Pedro Bigolin Neto and SPPA Associate Professor Alexandra Mallett‘s paper Public participation in environmental impact assessment processes through various channels – Can you listen to us now? Lessons from a Brazilian mining case was recently published in Extractive Industries and Society, Volume 13, March 2023, 101186, as part of a special section on ““Institutions, Governance and Extractives: Where politics and ecologies collide” edited by Alice Beban and Glenn Banks at Massey University in New Zealand.
- Public participation in Environmental Impact Assessment processes is generally considered to be one of the main safeguards of ensuring access to information and democratization of decision-making processes regarding environmental issues but implementation is spotty.
- Actors pursue outside channels to influence decisions given problems with existing formal processes such as public hearings – particularly in the global South.
- Less is known about when actors pursue both formal and outside activities concurrently.
- Using a case of a proposed mining development in southern Brazil, the paper suggests that formal channels such as public hearings are not enough to ensure adequate public participation in decision-making. Rather, pursuing various outside and formal, ‘state-sanctioned’ channels to influence policy processes can be effective.

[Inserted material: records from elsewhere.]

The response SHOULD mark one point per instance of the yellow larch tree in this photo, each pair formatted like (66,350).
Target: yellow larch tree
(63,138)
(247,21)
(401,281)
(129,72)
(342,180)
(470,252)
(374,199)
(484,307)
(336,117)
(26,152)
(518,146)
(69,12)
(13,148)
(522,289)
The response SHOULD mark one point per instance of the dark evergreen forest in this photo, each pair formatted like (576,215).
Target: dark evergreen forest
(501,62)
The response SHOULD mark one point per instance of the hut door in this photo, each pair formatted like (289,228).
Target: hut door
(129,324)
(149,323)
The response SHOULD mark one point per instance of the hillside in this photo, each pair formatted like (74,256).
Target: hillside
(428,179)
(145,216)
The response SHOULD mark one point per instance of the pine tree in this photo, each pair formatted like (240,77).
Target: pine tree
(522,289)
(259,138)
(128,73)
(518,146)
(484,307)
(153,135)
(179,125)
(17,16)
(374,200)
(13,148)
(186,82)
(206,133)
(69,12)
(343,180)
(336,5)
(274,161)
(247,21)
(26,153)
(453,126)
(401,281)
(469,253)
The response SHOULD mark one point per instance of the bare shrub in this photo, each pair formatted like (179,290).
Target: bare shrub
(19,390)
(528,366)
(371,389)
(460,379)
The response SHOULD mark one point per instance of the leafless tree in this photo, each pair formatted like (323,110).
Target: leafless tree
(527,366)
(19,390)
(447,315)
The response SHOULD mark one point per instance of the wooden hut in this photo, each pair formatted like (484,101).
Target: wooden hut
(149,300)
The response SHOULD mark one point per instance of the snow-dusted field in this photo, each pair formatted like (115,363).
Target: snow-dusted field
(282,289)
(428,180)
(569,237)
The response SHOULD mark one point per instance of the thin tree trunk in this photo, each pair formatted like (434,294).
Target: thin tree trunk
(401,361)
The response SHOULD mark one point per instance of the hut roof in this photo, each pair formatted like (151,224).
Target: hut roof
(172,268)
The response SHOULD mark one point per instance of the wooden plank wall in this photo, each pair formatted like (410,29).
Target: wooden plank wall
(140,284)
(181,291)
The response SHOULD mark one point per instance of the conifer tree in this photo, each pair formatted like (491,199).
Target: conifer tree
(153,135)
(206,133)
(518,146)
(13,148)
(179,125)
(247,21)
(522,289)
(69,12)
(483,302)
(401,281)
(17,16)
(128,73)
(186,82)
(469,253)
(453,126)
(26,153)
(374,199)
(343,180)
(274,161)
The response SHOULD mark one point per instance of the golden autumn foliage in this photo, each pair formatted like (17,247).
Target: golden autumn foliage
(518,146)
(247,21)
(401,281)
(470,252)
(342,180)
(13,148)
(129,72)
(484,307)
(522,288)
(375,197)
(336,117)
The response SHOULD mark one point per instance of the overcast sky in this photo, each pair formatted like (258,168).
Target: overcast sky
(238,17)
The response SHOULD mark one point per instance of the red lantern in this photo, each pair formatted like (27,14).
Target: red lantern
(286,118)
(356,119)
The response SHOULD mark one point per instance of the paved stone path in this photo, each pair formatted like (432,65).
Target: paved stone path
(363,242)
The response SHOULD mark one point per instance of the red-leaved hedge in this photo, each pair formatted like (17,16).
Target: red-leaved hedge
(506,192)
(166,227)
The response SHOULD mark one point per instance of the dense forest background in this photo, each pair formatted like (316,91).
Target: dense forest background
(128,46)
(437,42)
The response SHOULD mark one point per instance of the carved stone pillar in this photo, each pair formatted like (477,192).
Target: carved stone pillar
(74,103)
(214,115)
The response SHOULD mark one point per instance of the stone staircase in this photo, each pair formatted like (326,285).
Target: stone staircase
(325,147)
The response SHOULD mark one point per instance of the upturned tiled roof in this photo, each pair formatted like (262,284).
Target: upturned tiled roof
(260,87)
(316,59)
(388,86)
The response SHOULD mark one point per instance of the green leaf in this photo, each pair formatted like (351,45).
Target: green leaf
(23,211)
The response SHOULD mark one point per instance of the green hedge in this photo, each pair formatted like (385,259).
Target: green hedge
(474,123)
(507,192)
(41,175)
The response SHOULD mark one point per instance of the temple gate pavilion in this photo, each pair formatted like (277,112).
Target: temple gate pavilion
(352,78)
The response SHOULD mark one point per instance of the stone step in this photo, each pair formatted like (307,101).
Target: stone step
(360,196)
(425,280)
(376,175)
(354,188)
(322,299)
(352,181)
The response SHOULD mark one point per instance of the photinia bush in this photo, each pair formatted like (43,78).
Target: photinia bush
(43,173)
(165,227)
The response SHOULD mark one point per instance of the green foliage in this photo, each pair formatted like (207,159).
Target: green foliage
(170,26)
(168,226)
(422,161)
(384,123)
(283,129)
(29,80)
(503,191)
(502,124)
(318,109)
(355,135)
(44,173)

Public participation in Environmental Impact Assessment processes is generally considered to be one of the main safeguards of ensuring access to information and democratization of decision-making processes regarding environmental issues. However, implementation is spotty. Studies highlight problems found within formal processes and so actors also turn to informal channels and other formal channels outside of the EIA process to achieve goals. While most research points to the role of collusion between industry and government (often to the detriment of the environment), civil society actors similarly use other channels (informal and formal outside of the EIA) to influence formal processes in the EIA to help realize improved environmental outcomes. Less is known however about how these channels interact – can they play a complementary role?
Using a case study of a proposed mining project in southern Brazil (the Retiro Project), we examine the implementation of public participation processes. Echoing previous research around EIA processes in Latin America, we found that there is a discrepancy between law and practice regarding participation within formal processes within the EIA such as public hearings, leading actors to pursue other channels concurrently (informal and formal outside of the EIA) to influence these decision-making processes. Power asymmetries in the case – like many proposed development projects worldwide including in Brazil and Latin America – suggest that formal channels such as the public hearings within the EIA are not enough to ensure adequate public participation in decision-making. Rather, pursuing various channels of inputting into policy processes, while more complex, can be more effective.